E dei comigo, pequenita e interrogativa a olhar para as lombadas dos livros do meu pai, livros alinhados nas estantes sem ordem nem sequência, livros que já eram velhos era eu ainda tão novinha, livros que na altura só falavam comigo pelo cheiro do papel e pelas cores dos titulos....E dei ainda comigo e ainda pequenita a soletrar esses títulos, sem saber ainda, que pouco mais tarde os devoraria numa velocidade vertiginosa de leitura, às escondidas porque o pai não deixava que eu lesse O Menino de Engenho, Usina, Capitães de Areia...à mistura, já mais velha, com Pitigrilli que por lá também andava. E dei comigo, já com sorrisos na alma, a lembrar-me das horas que passei, sentada no chão, a ver, fascículo a fascículo, A Selva, do Ferreira de Castro e a ficar chocada, sem perceber porquê, porque a minha mãe destacava esta e aquela gravura e mandava emoldurar para pendurar nas paredes do corredor. E, ao correr desta escrita, ainda dou comigo a recordar os folhetins literários que eram publicados diariamente no Diário de Notícias, jornal lá de casa, onde a aventura e os romances se misturavam aos folhetins de cordel, dramalhões de faca na liga e lágrimas abundantes, que nos eram colocados por baixo da porta das traseiras uma vez por semana, por um preço que já em le lembro....

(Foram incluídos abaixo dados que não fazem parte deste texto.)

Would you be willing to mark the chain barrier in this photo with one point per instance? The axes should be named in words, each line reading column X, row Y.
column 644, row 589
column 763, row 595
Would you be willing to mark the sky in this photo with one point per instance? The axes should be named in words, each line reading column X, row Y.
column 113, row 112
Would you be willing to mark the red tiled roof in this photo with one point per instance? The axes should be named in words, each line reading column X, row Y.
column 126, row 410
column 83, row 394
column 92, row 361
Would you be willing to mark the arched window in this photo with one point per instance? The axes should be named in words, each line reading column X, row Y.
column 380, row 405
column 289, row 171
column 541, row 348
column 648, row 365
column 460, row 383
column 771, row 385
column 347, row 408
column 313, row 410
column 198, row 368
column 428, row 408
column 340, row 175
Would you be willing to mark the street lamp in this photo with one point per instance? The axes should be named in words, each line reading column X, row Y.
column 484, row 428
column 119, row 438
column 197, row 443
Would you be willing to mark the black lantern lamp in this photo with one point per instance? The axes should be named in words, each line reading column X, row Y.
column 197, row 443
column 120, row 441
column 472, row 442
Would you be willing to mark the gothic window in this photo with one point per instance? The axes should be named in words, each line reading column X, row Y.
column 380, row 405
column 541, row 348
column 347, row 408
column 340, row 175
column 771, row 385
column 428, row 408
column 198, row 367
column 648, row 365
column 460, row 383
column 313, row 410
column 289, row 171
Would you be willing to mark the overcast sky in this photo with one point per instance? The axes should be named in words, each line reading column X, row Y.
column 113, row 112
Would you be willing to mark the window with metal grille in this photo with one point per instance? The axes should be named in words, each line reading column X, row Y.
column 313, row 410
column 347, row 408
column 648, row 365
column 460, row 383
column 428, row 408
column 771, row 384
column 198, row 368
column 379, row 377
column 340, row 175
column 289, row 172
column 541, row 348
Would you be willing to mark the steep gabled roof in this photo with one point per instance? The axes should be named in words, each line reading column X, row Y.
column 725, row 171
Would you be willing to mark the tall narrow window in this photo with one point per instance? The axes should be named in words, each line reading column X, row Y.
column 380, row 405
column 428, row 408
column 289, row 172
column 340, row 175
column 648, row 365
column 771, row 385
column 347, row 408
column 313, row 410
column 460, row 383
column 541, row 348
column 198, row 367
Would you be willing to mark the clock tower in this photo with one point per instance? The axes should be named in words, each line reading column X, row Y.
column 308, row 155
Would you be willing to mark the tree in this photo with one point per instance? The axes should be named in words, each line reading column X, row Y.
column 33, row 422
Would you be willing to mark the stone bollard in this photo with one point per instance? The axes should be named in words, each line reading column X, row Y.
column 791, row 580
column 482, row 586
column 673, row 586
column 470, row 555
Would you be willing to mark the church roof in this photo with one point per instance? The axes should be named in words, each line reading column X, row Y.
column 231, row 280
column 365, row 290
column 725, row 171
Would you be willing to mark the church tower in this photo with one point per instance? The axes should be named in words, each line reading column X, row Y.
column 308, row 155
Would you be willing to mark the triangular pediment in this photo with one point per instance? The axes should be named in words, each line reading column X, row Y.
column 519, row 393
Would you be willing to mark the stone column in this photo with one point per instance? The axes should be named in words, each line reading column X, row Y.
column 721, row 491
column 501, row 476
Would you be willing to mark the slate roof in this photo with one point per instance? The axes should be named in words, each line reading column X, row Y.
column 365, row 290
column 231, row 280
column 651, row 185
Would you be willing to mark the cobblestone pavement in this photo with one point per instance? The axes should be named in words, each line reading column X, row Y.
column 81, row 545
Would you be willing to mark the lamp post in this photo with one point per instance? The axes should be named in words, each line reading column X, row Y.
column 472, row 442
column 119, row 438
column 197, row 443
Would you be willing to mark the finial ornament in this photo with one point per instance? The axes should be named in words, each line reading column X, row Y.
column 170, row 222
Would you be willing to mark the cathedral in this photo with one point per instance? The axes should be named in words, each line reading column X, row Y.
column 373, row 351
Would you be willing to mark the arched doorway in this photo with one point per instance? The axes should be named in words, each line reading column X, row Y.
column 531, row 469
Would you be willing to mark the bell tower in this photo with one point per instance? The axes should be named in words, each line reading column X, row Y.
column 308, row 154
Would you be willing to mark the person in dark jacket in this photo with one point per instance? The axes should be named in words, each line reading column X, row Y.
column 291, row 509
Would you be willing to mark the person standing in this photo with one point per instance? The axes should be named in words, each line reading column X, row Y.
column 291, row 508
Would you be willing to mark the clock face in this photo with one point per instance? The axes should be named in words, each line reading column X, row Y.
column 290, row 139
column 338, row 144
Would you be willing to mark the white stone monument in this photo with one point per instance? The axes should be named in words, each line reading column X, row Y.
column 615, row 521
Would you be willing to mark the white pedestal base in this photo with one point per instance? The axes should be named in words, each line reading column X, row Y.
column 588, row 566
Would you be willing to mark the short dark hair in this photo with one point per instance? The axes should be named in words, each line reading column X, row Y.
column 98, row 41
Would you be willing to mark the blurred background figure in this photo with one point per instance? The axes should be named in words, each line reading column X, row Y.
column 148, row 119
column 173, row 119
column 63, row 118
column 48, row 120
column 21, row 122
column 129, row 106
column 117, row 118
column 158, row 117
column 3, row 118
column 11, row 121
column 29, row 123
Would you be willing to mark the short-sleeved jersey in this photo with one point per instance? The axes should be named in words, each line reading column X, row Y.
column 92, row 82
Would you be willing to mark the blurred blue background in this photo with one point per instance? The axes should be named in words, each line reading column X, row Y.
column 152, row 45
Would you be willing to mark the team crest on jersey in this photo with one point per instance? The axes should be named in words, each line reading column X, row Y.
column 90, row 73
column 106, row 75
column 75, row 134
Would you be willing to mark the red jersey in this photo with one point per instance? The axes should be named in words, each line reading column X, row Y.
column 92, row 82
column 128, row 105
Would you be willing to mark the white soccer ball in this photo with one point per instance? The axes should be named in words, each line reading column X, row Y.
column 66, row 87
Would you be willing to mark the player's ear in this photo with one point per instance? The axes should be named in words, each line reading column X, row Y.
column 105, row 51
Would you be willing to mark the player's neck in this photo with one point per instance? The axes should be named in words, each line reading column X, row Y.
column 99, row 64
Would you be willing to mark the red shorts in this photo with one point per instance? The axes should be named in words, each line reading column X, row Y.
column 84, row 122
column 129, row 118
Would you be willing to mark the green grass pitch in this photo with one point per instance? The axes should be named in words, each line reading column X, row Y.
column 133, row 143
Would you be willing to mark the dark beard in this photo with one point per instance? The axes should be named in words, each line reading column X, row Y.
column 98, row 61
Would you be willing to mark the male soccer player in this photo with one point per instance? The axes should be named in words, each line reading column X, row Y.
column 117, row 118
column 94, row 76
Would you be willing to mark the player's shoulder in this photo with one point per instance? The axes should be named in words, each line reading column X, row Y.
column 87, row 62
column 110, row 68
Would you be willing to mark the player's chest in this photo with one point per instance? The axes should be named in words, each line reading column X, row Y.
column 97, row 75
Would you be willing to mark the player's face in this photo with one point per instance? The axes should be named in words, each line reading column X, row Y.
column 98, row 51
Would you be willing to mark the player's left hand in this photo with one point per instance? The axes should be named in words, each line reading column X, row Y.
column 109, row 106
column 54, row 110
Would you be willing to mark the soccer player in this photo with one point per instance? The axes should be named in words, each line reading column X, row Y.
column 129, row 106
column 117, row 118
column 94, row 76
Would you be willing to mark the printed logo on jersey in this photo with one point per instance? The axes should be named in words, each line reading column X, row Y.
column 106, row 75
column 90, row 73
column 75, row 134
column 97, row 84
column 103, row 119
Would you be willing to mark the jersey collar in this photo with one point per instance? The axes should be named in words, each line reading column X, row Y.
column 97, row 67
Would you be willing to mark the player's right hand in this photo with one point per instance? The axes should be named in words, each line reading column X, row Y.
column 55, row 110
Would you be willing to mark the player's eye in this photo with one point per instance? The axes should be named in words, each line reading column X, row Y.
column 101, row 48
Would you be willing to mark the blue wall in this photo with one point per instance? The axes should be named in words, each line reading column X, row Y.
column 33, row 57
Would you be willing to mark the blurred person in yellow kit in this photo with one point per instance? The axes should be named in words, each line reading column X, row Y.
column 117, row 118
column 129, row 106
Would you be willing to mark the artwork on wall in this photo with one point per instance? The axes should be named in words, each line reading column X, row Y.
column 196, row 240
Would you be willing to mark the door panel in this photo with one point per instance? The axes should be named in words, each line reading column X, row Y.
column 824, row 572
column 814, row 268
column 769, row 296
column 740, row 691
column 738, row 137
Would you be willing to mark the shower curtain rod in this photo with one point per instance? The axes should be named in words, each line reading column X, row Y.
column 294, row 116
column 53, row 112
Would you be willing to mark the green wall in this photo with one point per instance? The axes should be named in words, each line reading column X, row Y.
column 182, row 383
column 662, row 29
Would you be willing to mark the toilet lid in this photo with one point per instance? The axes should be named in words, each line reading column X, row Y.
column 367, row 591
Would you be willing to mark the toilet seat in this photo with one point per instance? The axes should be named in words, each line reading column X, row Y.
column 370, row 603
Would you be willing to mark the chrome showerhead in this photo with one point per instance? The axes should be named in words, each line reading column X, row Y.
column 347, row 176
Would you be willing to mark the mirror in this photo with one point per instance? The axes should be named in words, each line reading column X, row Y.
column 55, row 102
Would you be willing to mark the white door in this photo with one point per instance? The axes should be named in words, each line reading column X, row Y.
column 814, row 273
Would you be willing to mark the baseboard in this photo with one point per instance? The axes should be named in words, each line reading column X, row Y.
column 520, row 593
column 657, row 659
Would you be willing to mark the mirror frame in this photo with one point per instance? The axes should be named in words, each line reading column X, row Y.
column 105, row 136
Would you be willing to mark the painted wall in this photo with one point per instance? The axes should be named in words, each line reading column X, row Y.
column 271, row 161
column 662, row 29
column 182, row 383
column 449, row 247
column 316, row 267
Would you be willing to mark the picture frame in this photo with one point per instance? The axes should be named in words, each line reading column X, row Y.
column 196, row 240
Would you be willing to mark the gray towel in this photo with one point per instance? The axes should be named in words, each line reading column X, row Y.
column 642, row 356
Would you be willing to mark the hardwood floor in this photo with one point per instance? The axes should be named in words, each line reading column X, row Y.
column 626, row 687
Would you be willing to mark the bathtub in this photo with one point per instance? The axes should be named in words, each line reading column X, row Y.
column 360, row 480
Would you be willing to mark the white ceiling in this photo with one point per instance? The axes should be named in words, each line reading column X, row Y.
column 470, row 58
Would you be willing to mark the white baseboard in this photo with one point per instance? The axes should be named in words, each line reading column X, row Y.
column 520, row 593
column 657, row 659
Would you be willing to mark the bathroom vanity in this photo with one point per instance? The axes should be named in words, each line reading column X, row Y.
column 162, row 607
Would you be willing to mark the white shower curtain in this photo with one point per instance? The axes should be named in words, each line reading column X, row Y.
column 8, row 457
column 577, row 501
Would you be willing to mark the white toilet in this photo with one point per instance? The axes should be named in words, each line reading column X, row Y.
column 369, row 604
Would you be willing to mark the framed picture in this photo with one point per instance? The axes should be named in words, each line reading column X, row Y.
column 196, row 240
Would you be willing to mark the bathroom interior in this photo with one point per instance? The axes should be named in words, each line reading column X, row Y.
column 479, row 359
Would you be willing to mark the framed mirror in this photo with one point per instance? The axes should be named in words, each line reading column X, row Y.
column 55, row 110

Ainda conservo a quase totalidade da biblioteca do meu pai, com livros incompletos que o tempo lhes levou as folhas...Juntei-lhes, qual sal e pimenta da minha vida, os que encontro nos alfarrabistas daqui e dali e dos que vou comprando pelas livrarias, apesar de terem preços pecaminosos...

(Fernanda Maria Gouveia)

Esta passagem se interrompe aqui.